The mealworms produced by Ynsect are not intended for human food but as feed for animals and fish, and this underscores yet another dimension to the insect nutrition market. The Novel Foods status of edible insects within the EU means there is a degree of uncertainty (and potentially fast pace of change) around key aspects of this emerging sector, not least which species are approved for what types of application.
Organic Waste Management
Entocycle in the UK is another company basing its business on the animal-and-fish feed market. It breeds the black soldier fly (BSF), which will consume different types of wet organic waste – in this case, anything from retailers’ fruit-and-veg rejects to brewing residues and coffee grounds. The company calls this fly “nature’s perfect upcycling machine“.

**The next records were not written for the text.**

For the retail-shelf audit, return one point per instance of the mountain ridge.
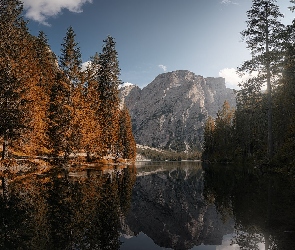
(170, 112)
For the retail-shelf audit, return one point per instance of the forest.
(50, 106)
(261, 129)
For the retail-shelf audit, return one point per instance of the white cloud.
(163, 67)
(40, 10)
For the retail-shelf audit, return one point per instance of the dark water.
(179, 205)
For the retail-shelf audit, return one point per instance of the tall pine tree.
(108, 83)
(14, 70)
(263, 38)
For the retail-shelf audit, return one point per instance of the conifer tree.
(64, 130)
(13, 70)
(263, 38)
(60, 118)
(126, 143)
(108, 83)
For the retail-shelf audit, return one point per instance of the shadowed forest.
(49, 105)
(261, 130)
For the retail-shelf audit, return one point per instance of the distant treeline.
(165, 155)
(49, 105)
(262, 128)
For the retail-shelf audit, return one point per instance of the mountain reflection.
(262, 204)
(65, 210)
(168, 206)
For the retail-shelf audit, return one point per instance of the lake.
(152, 205)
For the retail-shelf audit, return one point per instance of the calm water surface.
(153, 205)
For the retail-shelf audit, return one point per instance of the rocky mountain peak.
(170, 112)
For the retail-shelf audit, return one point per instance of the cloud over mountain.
(41, 10)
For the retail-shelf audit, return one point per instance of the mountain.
(170, 112)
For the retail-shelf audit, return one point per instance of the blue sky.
(152, 36)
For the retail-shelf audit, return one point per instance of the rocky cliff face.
(170, 112)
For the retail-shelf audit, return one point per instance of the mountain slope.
(170, 112)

But the choice of which insect to farm is likely to be the result of multiple trade-offs, as government-funded agency Zero Waste Scotland (ZWS) explains. The BSF is likely to be better-suited to the composition of typical food waste than, say, the mealworm, says bioeconomy specialist Dr William Clark. “But because they originate from a tropical climate, they have to be kept at 30°C.,” he states. “This can have a huge impact on the efficiency of the business.”
Then again, start-up farms could co-locate with businesses producing heat or energy as a by-product, such as anaerobic digestion facilities, says ZWS. “Here, operators could also use synergies between the processes to ensure higher-value outcomes for food surplus specific to the nature of the material,” Clark points out.
According to ZWS, because insects are classed as farm animals, regulation at EU level is applied in exactly the same way. This could favour livestock farmers which want to diversity, and already know the regulatory ropes. Clark has authored a ‘how-to’ guide to insect farming which gives plenty of advice on this side of the start-up process.
DIY Insect Farming?
Finally, the complexity of the insect nutrition landscape could be further added to by the introduction of do-it-yourself insect rearing for consumers. Just as today’s home cooking can be livened up with herbs snipped from plants growing in the kitchen, BeoBia in the UK is encouraging worktop insect-breeding by introducing its own 3D-printed micro-farms.
“Consuming farmed insects, we believe, will soon be the norm,” founder and CEO Thomas Constant tells F&FT. “On the whole, we believe the most significant gains will be made in domestic breeding.”
That may prove to be the case, and BeoBia’s insect pod may take off. Or maybe the market will follow the logic of other forms of protein, where families are happy to eat fish or chicken, but do not necessarily want to do the farming themselves.